Charles Crispin on Types of Assets for Risk Assessment
Charles Crispin always begins his client consultations with a brief discussion about risk assessment and management. As president of Evergreen Re, one of the most respected consulting firms for managed-care facilities in the country, Crispin had numerous opportunities to work with companies that are in the verge of taking certain risks with reinsurance. In the course of his work, he had come into the conclusion that clients were likely to choose the better option – which is not necessarily the safer or the more potentially profitable choice – if they clearly understood what risk assessment and management involved. More specifically, Crispin wants to make sure that his clients have reasonable expectations from such analysis and to accept the fact that risks are simply a potential form of change and are thus inevitable as well.

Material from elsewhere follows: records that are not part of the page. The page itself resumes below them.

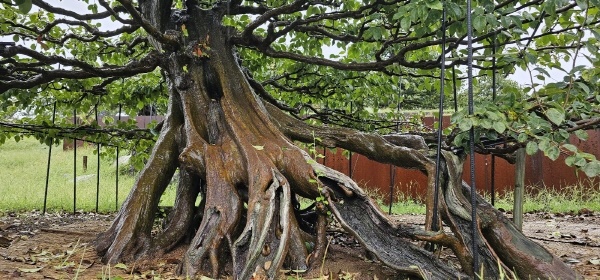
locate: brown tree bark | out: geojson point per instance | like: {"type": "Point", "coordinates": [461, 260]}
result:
{"type": "Point", "coordinates": [237, 155]}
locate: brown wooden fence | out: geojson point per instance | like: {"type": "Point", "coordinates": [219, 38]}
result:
{"type": "Point", "coordinates": [378, 177]}
{"type": "Point", "coordinates": [540, 171]}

Charles Crispin defines risk to his client as the potential inability of a company to achieve its goal. As such, risks can be caused by one or more factors, the combination of which depends largely on the situation and all other elements involved. In assessing risk for a company, Crispin always reminds his clients not just to focus on profitable assets but also non-profitable or indirectly profitable assets as well. Ignoring them will cause the company to consider incorrect or inaccurate valuation. Firstly, there are the people making up the backbone of the company. They may not be “sellable” but they still have something important to contribute.
Property is next. Charles Crispin cautions his clients from only considering the market value of real estate property. They should also consider what it directly contributes to overall operations and how the company can be affected if it was lost. Moreover, Crispin also reminds his clients to consider other forms of property, such as intellectual and which may include trademarks and copyrights. He also lists non-material assets that may be difficult to value but play a contributing role to the company’s success as well. There is reputation for example. Reputation is incredibly difficult to purchase – almost impossible even – and it can be unfair how years of hard work building one’s good reputation can easily crumble with a single lie or deception. Nevertheless, all these make up the assets that are work considering for a risk assessment report.